5 min read

#15. Consensus & Raft - Availability vs Strong Consistency

The One Thing to Remember

Consensus is about getting multiple nodes to agree on a single value, even when some nodes fail. Raft solves this with a strong leader that sequences all decisions. If you understand Raft, you understand etcd, Consul, and most coordination systems.


Building on Article 14

In Article 14: Replication Patterns, you learned how to keep copies of data. But here's the question: How do distributed systems actually agree on a single value when nodes can fail?

Consensus powers critical infrastructure—Kubernetes, Kafka, service discovery. Understanding it helps you debug coordination failures and design highly available systems.

Previous: Article 14 - Replication Patterns


Why This Matters (An etcd Outage Story)

I once debugged a Kubernetes cluster that became unresponsive. The mystery: etcd leader node was abruptly terminated during an upgrade. The issue manifested as stuck TCP connections, causing "context deadline exceeded" errors. The fix? Restart affected distributors. But it took 11 minutes to detect—SLO-based alerting was too slow.

This isn't academic knowledge—it's the difference between:

  • Debugging coordination failures in hours vs days

    • Understanding Raft = you know what to check
    • Not understanding = you blame the network, the nodes, everything
  • Designing highly available systems

    • Understanding consensus = you know what guarantees you're getting
    • Not understanding = you assume availability, get consistency instead
  • Knowing when to use consensus vs when not to

    • Understanding trade-offs = you choose the right tool
    • Not understanding = you use etcd for everything, hit limits

The Consensus Problem

THE CHALLENGE:
══════════════

Three servers need to agree on who is the leader.

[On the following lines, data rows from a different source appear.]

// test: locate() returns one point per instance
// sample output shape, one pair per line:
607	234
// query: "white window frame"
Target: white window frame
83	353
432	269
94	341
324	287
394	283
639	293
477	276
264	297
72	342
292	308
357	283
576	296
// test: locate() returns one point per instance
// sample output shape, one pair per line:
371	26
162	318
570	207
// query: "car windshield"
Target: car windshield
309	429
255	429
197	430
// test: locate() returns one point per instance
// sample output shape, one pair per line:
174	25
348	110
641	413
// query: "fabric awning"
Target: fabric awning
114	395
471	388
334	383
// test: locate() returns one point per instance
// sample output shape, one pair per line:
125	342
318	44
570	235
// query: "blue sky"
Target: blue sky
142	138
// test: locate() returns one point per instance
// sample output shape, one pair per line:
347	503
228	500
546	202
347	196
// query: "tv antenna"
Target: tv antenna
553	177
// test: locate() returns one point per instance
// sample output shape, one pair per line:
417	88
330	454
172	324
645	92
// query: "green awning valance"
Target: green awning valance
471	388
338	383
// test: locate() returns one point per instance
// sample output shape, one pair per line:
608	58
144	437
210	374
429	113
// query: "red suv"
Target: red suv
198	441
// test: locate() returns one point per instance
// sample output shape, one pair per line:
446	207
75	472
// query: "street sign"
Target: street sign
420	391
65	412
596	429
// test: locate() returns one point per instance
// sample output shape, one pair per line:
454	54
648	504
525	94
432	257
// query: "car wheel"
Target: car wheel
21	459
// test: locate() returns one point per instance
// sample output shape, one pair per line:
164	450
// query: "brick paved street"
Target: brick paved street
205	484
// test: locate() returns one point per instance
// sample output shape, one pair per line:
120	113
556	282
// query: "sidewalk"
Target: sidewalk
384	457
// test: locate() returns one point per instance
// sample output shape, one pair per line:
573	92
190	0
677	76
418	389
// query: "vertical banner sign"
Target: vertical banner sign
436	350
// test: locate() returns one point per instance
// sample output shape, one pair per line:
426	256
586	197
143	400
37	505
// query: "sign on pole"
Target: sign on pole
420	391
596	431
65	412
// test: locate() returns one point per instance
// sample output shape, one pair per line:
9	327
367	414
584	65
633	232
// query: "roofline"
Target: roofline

  Server A: "I think A is leader"
  Server B: "I think B is leader"  
  Server C: "I think A is leader"

  Network partition!
  
  Server A: "Still A, right?"
  Server B: "Can't reach anyone... B is leader?"
  Server C: "A is down... C is leader?"

Now we have THREE leaders = SPLIT BRAIN = DISASTER

REQUIREMENTS FOR CONSENSUS:
═══════════════════════════

1. AGREEMENT: All non-faulty nodes decide the same value
2. VALIDITY: The decided value was proposed by some node
3. TERMINATION: All non-faulty nodes eventually decide
4. INTEGRITY: Each node decides at most once

Solving this correctly is HARD. That's why we use Raft.

Raft Overview

The Three States

┌─────────────────────────────────────────────────────────────────┐
│                      RAFT NODE STATES                           │
├─────────────────────────────────────────────────────────────────┤
│                                                                 │
│    ┌──────────────┐      Wins election      ┌──────────────┐   │
│    │   FOLLOWER   │ ───────────────────────► │   LEADER     │   │
│    │              │                          │              │   │
│    │  • Passive   │                          │  • Active    │   │
│    │  • Responds  │                          │  • Sends     │   │
│    │    to RPCs   │ ◄─────────────────────── │    heartbeat │   │
│    │              │      Discovers leader    │  • Handles   │   │
│    └──────┬───────┘      with higher term    │    all       │   │
│           │                                  │    client    │   │
│           │ Election timeout                 │    requests  │   │
│           │ (no heartbeat)                   └──────────────┘   │
│           ▼                                         ▲           │
│    ┌──────────────┐                                 │           │
│    │  CANDIDATE   │ ────────────────────────────────┘           │
│    │              │         Gets majority votes                 │
│    │  • Requests  │                                             │
│    │    votes     │                                             │
│    │  • May become│                                             │
│    │    leader    │                                             │
│    └──────────────┘                                             │
│                                                                 │
└─────────────────────────────────────────────────────────────────┘

The Raft Algorithm (Simplified)

NORMAL OPERATION (Leader exists):
═════════════════════════════════

1. Client sends request to Leader
2. Leader appends to its log
3. Leader replicates to Followers
4. Once majority acknowledge, Leader commits
5. Leader responds to client

   Client                Leader              Followers
      │                    │                    │
      │──── Request ──────►│                    │
      │                    │── AppendEntries ──►│
      │                    │                    │
      │                    │◄── ACK ───────────│
      │                    │  (majority)        │
      │                    │                    │
      │                    │ COMMITTED!         │
      │◄── Response ───────│                    │

Common Mistakes (I've Made These)

Mistake #1: "Raft gives us high availability"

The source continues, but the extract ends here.